Er beugte sich zu mir herunter. Mein Atem setzte aus. Alle Gründe des „Neins" waren plötzlich aus meinem Kopf verbannt. Es gab nur ihn und mich. Keine dunkle Königin, die ihren eigenen Sohn in einen Trum eingesperrt hatte, weil er nicht aussah, wie die Masse. Und keine Fragen, die sich in mir festgesetzt hatten, seit ich diese Welt betreten hatte. Seine Lippen nährten sich den Meinen, doch bevor sie sich berühren konnten, hatte er mich in die Mitte des Raumes gestellt. Irgendwie erleichtert aber auch enttäuscht kratzte ich mich am Arm. Eine Angewohnheit, die mich seit klein auf verfolgte und sich nicht unterdrücken ließ. Es war gut, dass nicht mehr passiert war. Ich hatte nun wirklich keine Zeit, mich zu verlieben. Ich musste die Welt retten!

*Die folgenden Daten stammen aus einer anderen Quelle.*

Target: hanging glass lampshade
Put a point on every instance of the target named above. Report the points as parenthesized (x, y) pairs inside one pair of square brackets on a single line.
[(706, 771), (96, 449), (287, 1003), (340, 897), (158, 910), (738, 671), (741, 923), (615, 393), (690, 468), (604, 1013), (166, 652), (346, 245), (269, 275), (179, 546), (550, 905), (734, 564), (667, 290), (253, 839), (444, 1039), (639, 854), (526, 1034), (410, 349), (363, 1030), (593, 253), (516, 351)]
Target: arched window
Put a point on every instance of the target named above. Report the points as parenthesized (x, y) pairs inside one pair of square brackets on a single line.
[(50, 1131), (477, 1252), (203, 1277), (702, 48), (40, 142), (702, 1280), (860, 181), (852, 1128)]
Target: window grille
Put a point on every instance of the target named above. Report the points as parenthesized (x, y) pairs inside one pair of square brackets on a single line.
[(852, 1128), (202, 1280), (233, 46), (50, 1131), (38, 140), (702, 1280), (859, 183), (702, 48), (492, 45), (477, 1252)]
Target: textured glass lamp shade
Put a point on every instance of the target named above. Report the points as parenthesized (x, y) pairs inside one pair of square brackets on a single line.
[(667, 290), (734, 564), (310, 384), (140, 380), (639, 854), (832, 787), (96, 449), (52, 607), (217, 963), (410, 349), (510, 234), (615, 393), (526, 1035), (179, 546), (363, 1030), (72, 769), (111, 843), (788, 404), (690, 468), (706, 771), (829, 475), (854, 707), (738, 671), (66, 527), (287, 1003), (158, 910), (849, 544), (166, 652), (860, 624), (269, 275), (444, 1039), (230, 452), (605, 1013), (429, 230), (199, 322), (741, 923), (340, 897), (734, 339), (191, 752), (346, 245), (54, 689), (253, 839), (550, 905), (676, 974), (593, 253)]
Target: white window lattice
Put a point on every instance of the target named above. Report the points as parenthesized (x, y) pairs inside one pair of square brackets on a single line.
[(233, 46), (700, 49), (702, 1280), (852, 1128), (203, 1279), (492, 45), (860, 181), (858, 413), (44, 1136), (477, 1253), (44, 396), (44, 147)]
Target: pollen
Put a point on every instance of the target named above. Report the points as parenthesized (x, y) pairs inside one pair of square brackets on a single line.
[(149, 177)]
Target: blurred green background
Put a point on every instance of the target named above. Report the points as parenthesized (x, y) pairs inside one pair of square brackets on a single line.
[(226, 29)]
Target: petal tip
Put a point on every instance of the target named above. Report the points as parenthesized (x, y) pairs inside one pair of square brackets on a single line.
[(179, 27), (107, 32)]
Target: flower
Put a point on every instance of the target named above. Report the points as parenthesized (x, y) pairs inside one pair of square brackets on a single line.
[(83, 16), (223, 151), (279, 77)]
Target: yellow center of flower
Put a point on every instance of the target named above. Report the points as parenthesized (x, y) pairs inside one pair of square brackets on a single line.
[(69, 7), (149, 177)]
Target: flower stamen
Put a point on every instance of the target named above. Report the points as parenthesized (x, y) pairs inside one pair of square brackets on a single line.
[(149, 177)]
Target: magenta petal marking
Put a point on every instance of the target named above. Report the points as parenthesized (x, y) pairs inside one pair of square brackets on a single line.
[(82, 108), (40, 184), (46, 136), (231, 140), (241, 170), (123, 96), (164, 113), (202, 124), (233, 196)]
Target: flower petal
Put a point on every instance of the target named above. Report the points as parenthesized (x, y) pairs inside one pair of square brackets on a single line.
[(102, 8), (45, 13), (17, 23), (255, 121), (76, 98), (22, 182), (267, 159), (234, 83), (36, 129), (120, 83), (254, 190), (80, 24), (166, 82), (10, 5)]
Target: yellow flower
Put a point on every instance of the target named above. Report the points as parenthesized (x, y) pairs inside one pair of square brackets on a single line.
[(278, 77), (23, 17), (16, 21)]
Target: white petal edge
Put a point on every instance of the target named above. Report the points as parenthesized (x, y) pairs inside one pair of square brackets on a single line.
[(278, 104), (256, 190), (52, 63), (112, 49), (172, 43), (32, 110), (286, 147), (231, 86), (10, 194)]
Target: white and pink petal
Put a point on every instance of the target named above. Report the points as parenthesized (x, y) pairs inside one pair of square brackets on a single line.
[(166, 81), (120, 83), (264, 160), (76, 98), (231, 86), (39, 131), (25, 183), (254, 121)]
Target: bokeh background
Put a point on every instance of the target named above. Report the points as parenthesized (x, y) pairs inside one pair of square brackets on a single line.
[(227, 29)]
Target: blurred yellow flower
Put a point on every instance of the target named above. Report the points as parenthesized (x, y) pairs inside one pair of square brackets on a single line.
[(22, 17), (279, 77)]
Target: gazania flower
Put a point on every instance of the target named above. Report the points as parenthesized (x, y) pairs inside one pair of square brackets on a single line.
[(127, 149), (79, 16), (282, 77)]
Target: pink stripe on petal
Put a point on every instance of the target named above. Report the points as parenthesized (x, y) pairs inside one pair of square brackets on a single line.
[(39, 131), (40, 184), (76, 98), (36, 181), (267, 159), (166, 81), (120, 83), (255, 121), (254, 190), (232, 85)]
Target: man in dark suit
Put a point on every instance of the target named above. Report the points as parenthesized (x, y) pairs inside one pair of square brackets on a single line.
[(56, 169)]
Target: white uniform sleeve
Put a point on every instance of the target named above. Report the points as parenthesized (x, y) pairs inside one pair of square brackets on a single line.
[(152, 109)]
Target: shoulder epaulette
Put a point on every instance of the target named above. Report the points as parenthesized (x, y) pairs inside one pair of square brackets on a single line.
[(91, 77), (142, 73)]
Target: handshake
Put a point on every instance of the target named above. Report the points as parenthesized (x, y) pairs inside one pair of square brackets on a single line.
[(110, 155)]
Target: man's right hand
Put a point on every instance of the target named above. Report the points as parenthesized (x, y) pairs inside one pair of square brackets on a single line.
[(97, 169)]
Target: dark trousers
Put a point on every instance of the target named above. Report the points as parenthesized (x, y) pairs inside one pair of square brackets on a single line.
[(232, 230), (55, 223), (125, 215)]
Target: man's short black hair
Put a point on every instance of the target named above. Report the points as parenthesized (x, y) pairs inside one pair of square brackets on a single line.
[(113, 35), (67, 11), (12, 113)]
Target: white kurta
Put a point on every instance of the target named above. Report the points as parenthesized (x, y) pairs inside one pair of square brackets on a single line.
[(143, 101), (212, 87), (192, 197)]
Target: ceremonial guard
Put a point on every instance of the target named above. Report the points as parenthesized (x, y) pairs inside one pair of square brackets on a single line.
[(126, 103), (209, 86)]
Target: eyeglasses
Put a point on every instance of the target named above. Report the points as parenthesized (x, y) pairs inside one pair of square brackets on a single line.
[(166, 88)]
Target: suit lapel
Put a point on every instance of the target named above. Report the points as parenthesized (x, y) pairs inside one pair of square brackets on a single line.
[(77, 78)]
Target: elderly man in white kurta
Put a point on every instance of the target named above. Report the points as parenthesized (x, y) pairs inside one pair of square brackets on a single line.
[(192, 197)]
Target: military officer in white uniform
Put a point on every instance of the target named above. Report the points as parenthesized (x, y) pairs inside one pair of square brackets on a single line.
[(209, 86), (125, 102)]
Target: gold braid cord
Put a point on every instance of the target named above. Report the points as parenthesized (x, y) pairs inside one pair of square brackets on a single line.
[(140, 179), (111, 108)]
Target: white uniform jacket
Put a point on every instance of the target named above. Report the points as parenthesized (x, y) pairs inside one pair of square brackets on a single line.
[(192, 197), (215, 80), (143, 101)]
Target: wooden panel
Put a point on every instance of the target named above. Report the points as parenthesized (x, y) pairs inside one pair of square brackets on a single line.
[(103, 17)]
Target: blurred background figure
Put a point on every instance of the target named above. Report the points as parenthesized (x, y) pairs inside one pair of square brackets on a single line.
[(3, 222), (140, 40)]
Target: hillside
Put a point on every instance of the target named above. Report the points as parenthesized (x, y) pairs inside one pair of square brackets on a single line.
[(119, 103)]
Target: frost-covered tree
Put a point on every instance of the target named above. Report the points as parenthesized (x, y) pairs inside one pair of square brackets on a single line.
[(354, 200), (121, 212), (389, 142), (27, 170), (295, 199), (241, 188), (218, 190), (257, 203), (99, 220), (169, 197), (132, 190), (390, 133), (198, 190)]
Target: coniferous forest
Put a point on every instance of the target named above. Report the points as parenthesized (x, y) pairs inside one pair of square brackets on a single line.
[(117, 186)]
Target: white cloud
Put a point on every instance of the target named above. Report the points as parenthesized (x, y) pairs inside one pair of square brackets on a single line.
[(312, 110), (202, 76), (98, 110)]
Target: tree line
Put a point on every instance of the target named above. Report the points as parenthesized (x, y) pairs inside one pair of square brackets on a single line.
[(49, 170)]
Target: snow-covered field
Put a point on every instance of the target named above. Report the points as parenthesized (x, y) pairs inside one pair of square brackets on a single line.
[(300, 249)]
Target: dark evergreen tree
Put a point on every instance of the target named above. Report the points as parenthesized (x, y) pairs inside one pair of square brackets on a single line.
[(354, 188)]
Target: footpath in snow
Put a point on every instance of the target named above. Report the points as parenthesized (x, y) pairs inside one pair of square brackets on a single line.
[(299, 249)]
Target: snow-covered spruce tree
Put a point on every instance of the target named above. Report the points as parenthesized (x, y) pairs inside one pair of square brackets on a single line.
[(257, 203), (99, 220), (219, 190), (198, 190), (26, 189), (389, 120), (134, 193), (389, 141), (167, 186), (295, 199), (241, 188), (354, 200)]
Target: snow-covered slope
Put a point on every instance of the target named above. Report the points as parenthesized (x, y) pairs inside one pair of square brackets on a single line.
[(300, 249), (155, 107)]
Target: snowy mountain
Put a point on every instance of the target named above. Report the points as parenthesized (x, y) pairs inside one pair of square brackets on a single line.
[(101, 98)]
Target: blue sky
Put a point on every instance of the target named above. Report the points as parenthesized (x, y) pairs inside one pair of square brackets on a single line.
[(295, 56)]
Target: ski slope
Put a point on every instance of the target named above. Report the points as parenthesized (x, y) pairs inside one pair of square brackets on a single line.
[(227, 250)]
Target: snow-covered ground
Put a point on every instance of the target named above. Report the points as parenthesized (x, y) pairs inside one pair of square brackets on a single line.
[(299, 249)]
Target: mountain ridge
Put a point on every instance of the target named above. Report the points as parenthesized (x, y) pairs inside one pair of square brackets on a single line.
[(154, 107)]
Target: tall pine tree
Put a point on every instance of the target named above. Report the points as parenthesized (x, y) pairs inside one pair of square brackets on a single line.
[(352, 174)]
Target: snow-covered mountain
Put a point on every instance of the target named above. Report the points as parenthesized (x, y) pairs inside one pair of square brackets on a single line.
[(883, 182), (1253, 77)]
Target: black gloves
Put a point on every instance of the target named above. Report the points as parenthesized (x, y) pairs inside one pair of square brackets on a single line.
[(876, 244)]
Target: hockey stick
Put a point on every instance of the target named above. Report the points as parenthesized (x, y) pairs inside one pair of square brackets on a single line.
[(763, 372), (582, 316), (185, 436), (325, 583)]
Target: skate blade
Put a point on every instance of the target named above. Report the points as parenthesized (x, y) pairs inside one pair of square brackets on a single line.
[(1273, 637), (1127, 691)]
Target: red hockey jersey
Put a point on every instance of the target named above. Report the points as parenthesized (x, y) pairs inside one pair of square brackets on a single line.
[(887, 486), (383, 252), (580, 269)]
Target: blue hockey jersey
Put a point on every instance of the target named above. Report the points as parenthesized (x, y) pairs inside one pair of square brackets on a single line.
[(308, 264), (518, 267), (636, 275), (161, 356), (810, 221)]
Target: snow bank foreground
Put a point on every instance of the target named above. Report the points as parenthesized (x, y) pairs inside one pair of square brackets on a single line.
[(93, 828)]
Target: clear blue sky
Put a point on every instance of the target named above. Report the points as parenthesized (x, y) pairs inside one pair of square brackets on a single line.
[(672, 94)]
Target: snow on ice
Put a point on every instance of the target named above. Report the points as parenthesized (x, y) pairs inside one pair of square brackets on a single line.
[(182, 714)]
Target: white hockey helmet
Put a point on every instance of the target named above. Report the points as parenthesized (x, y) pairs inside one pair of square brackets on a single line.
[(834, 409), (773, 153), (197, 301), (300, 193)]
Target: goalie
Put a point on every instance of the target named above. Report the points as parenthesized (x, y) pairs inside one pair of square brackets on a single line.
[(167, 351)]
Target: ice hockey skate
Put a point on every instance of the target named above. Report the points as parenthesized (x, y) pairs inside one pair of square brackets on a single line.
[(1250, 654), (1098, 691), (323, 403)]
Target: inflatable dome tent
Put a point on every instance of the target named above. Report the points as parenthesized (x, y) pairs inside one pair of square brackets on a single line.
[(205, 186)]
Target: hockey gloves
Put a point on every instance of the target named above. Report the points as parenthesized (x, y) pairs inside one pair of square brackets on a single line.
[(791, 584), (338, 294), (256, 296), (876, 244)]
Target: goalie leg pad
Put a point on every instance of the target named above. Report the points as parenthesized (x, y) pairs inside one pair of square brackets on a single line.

Gedankenverloren strich er erneut über meine Flügel. Sie schimmerten wieder. Mit einem Lächeln verwandelte ich sie zurück in den mickrigen Flügelschein, der mich als Sklavin auszeichnete. „Deine Eigenen gefielen mir besser", sagte Saphrim wieder mit diesem unverschämten Grinsen. Auch er wirkte verlegen. Wie er sich jetzt durch die dunklen Haare fuhr. „Mir auch...", flüsterte ich. Er räusperte sich. „Teleportation?", fragte er dann schnell. Ich nickte und sammelte meine Kräfte. Dann wünschte ich mir, bei Simba zu sein. Als ich meine Augen öffnete, stand ich neben ihm im Flur des großen Schlosses. „Du sollst nicht zaubern!", schimpfte er. Und führte mich durch das Labyrinth und schließlich zu ihm nach Hause. Er hatte seine Rolle als großer Bruder inzwischen mächtig perfektioniert. Würde ich ihm das mit Saphrim oder gar das mit Lorosha erzählen, er würde mir verbieten jemals wieder dieses Schloss zu betreten. Er hatte mir außerdem angeboten, für immer bei ihm zu leben. In dem spitzen, kalten Sklavenstein. Nicht, dass ich eitel und verwöhnt wäre und dort nicht leben wollte, weil es zu klein, dreckig oder leblos war. Ich konnte nicht. Ich wollte nicht für immer ein Besitz von Titania sein, nur weil mich die Tatsache, jemanden umzubringen, nicht begeisterte. Dennoch verstand er es, eben ganz der große Bruder.